Third, the court relied on Schenck v. United States (1919) in stating that “when a student threatens violence against a student body, his words are as much beyond the constitutional pale as yelling ‘fire’ in [a] crowded theater.” In this case, however, the sophomore did not credibly threaten anyone and did not come remotely close to yelling “fire” in a crowded theater. At most, the notebook was the equivalent of the student’s writing, “There would be chaos in here if someone yelled ‘fire’” and handing that note to a friend sitting next to him.

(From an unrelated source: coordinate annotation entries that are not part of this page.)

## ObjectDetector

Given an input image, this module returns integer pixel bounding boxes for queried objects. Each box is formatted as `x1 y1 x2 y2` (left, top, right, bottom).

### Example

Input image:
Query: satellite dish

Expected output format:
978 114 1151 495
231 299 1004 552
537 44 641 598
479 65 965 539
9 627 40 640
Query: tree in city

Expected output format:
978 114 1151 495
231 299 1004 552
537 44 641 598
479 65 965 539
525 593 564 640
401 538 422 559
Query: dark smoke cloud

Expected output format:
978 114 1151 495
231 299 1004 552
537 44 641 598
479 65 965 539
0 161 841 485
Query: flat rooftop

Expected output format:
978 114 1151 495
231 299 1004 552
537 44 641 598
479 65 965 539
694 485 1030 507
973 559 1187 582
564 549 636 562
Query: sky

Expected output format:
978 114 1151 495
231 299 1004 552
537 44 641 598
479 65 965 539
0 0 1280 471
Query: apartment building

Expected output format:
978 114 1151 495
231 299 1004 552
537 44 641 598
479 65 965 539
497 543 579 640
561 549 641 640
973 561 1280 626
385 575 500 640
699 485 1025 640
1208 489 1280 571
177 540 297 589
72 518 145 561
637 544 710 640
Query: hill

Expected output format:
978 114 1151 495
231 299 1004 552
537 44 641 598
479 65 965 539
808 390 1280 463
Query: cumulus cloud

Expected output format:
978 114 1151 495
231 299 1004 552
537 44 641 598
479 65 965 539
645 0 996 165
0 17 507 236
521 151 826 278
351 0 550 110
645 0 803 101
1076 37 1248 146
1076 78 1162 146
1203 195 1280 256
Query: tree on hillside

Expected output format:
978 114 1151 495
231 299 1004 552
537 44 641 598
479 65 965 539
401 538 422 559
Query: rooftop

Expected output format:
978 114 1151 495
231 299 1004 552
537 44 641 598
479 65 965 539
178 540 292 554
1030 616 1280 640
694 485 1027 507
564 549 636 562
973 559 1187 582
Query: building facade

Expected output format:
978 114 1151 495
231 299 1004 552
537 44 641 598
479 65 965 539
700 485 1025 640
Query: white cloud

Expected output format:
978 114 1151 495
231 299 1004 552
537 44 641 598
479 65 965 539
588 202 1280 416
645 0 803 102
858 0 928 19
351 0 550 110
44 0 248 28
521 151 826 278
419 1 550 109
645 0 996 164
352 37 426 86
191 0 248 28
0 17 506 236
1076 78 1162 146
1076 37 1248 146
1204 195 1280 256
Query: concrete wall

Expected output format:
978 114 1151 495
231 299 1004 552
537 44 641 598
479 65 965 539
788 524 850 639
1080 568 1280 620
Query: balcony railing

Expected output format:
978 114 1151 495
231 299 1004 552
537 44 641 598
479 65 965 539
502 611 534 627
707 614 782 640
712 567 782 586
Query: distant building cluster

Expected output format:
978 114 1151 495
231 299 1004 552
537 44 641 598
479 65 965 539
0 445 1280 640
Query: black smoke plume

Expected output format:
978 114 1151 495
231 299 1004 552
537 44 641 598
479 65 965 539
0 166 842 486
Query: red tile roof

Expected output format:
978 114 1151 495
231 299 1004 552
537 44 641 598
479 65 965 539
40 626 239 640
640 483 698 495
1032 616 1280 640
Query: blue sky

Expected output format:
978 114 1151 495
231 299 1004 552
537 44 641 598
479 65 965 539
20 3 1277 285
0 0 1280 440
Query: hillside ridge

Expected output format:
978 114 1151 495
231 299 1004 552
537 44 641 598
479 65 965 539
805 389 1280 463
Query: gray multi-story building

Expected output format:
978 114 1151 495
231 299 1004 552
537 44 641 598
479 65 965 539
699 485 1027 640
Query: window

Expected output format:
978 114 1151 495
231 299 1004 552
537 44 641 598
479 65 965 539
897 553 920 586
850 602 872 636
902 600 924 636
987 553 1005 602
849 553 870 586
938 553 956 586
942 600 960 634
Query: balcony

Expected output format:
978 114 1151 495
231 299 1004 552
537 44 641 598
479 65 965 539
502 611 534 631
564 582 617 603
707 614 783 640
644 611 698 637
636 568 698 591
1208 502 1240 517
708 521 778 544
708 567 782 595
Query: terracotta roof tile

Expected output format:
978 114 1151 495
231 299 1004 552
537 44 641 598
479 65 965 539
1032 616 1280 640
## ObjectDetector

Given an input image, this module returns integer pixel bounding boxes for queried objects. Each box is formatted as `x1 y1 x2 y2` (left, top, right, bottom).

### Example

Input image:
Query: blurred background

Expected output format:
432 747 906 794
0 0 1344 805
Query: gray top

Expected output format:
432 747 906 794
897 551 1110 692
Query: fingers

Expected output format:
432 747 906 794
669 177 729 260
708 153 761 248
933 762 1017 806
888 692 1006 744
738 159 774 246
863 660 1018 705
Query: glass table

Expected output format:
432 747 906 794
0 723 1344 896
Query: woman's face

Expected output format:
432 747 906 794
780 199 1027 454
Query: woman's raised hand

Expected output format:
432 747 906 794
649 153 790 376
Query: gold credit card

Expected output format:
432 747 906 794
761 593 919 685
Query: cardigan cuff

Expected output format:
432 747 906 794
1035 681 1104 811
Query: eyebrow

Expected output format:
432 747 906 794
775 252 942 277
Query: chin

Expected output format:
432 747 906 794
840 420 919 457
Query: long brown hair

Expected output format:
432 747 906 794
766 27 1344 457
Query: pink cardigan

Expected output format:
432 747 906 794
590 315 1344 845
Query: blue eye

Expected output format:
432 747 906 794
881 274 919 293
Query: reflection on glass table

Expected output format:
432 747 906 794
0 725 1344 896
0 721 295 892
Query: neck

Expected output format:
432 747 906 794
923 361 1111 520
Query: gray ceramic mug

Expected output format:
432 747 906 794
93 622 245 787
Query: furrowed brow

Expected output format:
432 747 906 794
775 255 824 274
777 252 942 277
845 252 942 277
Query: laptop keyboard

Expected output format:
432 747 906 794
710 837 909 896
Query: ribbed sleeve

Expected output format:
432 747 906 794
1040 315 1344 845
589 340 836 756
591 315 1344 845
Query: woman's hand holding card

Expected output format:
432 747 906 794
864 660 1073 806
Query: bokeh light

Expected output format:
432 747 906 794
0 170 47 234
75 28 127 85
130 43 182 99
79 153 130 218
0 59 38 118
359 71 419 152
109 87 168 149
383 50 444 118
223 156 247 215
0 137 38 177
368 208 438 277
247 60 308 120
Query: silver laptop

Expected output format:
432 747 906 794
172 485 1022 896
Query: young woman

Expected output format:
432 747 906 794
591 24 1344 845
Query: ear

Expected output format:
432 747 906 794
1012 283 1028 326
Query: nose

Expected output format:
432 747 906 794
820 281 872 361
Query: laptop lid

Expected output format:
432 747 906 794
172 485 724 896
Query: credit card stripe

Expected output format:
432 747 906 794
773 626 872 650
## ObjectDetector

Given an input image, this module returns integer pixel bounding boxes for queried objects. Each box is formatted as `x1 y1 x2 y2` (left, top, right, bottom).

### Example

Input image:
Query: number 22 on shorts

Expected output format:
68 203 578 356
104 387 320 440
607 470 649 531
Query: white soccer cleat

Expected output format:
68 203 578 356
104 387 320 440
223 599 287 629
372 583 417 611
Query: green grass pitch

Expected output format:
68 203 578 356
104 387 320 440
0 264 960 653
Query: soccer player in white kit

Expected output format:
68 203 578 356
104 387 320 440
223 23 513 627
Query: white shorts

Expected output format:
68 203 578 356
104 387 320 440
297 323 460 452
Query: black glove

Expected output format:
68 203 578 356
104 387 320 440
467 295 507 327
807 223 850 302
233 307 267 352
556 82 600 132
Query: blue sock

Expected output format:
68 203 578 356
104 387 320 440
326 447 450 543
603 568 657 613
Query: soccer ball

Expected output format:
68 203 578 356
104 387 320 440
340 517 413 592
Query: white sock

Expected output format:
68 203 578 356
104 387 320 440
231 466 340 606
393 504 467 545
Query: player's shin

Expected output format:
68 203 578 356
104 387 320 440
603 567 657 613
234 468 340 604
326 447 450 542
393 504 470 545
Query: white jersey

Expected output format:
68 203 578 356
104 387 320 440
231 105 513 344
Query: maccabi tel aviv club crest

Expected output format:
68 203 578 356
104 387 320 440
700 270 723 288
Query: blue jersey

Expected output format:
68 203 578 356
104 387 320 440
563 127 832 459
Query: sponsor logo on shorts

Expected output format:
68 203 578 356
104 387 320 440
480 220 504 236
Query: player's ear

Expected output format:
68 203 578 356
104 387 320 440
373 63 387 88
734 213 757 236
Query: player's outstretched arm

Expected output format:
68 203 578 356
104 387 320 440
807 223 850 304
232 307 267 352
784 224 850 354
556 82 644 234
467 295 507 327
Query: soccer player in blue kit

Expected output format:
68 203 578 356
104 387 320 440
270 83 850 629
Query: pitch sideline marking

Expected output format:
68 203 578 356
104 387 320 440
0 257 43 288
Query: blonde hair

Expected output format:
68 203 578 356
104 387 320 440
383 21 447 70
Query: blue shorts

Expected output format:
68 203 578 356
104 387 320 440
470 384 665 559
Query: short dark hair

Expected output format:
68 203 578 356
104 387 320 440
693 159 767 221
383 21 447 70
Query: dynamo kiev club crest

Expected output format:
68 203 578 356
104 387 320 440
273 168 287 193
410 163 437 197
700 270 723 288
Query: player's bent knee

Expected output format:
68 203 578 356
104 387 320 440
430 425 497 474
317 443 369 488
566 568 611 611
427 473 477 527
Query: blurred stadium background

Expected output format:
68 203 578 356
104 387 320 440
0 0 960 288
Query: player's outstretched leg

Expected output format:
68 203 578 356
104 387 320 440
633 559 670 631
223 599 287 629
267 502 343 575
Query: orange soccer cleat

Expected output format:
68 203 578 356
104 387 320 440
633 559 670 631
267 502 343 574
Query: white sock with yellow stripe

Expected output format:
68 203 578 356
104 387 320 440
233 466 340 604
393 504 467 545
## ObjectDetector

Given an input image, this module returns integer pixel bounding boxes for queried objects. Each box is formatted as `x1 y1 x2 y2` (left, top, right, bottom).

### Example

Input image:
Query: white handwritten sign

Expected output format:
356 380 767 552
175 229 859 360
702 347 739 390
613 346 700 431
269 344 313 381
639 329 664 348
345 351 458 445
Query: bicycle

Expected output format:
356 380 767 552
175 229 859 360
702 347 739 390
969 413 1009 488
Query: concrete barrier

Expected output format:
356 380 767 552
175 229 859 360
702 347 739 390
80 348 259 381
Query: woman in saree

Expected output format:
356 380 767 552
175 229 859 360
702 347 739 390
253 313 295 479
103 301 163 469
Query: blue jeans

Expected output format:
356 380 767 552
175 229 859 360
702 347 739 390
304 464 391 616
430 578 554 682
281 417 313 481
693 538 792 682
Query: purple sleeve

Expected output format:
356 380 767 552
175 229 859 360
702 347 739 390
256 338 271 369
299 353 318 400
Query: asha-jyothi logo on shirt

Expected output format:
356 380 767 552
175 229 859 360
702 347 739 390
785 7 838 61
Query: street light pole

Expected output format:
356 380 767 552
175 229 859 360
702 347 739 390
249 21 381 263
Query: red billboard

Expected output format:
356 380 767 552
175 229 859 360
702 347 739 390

After these twists and turns, the court was able to pronounce its sweeping conclusion: “School administrators must be permitted to react quickly and decisively to address a threat of physical violence against their students, without worrying that they will have to face years of litigation second-guessing their judgment as to whether the threat posed a real risk of substantial disturbance.”

School administrators in the 5th Circuit thus now may apply zero-tolerance rules to any speech about violence against students. The threat of violence need not be credible, imminent or even possible. It need not be widely disseminated or even disseminated at all at school. Any speech about violence against students, even if clearly fiction or fantasy, is without First Amendment protection in that circuit.

Perhaps even more troubling about the ruling in Ponce is the ease with which it could be extended to other speech. Under Ponce, the First Amendment does not protect any speech that advocates or threatens a harm at least as serious as illegal drug use. Those harms presumably could include activities such as bullying, teenage sex, alcohol and tobacco use or driving under the influence of alcohol.

Though speech advocating these activities of course is inappropriate at school, the problem with the analysis in Ponce is that it — in order to protect administrators from second-guessing — effectively denies First Amendment protection to all speech about these topics. As easily as an assistant principal can conclude that an incredible description of violence threatens real harm, an administrator can determine that an article about birth control in the school newspaper advocates teen sex.

Tinker, despite frequently being attacked, has survived since 1969 because it strikes the appropriate balance regarding student speech — that which substantially disrupts school activities is not permitted; all else is. Morseeliminated that balance as to one topic, and Ponce eliminates it for at least one other.

Whether Tinker continues to survive will depend on whether other courts are willing to second-guess Ponce and, at least occasionally, school administrators.